CINEMA. 1a Festa Internazionale di Roma – "Il Mondo Addosso", di Costanza Quatriglio (Extra)
Il valore del film risiede nella stessa “intentio” divulgativa delle immagini, affrancate dalla pretesa di offrire una risposta sbrigativa, mentre la tenera colonna sonora e il ricorso insistito al primo piano rappresentano espedienti quasi indispensabili per raccontarne la solitudine senza perdere di vista la vocazione “sociale” del progetto
Già al suo debutto sul grande schermo con L'isola (presentato nella Quinzaine des Réalisateurs di Cannes 2003), la giovanissima Costanza Quatriglio aveva delineato i contorni di un approccio documentaristico estremamente rigoroso, dove l'indagine conoscitiva non precludeva però una costruzione in senso drammatico delle inquadrature e del montaggio. Nei lunghi piani sequenza de Il Mondo Addosso infatti, la tenera colonna sonora di Vladimir Dinissenkov e il ricorso insistito al primo piano sui quattro protagonisti rappresentano espedienti quasi indispensabili per raccontarne la solitudine senza mai perdere di vista la vocazione "sociale" del lungometraggio; anzi, è proprio la complicità spirituale della regista con i vari Cosmin, Inga, Mohammad Jan e Josif a costituire il principale fondamento estetico dell'opera, affinché la loro consueta lotta per l'esistenza diventi agli occhi del pubblico un'esperienza straordinaria. Per quanto tristemente "normale".
Il valore del progetto risiede allora nella stessa "intentio" divulgativa delle immagini, affrancate da qualsiasi tentazione retorica e dalla pretesa di offrire una risposta sbrigativa: non a caso, l'autrice palermitana insegue spesso i personaggi su rotaie al confine labile tra speranza, rivincita, solitudine e disillusione, in cui la sorte gioca però un ruolo sin troppo arbitrario. I vagoni parcheggiati alla stazione Termini possono diventare quindi un approdo sorridente, oppure l'unica dimora possibile per i profughi esclusi dai centri d'accoglienza.

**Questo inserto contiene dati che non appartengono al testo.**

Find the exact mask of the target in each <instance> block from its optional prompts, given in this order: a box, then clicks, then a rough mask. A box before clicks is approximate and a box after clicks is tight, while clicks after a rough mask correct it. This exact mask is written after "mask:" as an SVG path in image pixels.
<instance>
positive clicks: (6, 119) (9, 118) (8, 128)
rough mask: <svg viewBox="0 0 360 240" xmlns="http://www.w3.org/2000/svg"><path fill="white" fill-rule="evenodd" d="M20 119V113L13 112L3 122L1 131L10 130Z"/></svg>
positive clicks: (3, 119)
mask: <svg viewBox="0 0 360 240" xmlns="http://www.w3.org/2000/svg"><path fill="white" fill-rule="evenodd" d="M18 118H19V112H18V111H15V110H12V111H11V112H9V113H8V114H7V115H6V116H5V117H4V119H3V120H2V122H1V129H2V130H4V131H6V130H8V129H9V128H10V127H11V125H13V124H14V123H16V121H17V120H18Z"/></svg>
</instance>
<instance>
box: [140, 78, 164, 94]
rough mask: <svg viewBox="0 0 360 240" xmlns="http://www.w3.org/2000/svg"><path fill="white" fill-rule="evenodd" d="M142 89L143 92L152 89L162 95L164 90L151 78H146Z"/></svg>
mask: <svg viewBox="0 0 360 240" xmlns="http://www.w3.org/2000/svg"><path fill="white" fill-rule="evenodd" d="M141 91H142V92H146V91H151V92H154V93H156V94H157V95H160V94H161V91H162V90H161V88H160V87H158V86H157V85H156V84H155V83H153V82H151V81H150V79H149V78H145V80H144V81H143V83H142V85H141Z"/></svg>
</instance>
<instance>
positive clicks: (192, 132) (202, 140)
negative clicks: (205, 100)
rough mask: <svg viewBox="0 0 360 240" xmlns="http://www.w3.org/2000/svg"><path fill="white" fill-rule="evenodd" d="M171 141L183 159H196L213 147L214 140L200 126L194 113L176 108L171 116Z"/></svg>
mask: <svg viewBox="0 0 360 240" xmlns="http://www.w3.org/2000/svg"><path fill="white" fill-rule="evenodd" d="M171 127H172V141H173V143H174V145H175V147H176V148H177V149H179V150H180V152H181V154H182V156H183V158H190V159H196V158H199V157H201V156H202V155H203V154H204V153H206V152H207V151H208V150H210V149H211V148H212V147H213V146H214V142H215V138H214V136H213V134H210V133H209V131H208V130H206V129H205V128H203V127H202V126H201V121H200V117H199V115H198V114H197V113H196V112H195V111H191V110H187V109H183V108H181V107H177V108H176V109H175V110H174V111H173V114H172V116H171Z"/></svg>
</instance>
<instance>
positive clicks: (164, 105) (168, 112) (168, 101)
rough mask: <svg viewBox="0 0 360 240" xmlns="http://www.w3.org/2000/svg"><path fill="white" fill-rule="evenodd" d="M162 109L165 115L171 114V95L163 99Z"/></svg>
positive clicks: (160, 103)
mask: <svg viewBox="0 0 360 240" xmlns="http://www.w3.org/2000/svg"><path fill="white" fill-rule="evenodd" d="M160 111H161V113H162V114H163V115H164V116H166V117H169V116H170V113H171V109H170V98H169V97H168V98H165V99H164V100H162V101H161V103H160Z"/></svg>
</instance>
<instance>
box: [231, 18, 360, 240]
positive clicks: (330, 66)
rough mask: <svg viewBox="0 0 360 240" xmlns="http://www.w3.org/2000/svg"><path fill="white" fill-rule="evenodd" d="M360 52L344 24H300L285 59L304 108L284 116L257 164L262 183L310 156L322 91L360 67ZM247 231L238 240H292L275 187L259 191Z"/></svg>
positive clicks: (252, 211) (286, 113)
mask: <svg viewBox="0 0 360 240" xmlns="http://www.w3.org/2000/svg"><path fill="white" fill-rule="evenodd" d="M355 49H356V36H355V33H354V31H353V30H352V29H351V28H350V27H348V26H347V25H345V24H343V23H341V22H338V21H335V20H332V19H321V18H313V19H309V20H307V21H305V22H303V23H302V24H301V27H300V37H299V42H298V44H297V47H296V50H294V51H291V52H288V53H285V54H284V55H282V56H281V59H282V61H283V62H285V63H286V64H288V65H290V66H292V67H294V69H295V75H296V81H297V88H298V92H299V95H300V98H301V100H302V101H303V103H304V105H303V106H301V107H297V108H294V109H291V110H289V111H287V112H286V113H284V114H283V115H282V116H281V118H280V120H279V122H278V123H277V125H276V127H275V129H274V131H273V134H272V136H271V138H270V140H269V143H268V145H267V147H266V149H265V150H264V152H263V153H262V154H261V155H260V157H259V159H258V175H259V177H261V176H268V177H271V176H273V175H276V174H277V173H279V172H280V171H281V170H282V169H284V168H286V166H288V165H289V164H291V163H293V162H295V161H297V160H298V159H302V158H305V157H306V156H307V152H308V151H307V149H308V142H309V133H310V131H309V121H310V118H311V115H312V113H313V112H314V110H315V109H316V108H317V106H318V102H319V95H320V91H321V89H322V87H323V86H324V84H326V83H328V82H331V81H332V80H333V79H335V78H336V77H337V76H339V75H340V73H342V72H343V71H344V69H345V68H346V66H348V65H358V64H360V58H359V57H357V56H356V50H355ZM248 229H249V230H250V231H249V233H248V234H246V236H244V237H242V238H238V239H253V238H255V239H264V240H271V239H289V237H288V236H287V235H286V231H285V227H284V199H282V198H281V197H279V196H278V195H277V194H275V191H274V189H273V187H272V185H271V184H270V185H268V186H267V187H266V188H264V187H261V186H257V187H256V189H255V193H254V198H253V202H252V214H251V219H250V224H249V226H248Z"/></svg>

Mentre in Cose di Questo Mondo Micheal Winterbottom ricostruiva la tragedia del viaggio, la regista italiana sceglie ancora più coraggiosamente di riprendere l'arrivo dolce-amaro degli immigrati nella capitale, affidando il passato alle voci off dei ragazzi. D'altronde il problema investe direttamente gli spettatori e il presente, qui non si tratta di assistere con distacco a una tragedia remota. Il semplice atto di mostrare assume allora di per sé uno spiccato valore etico, che andrebbe completato da un gesto altrettanto nobile: guardarlo, questo film.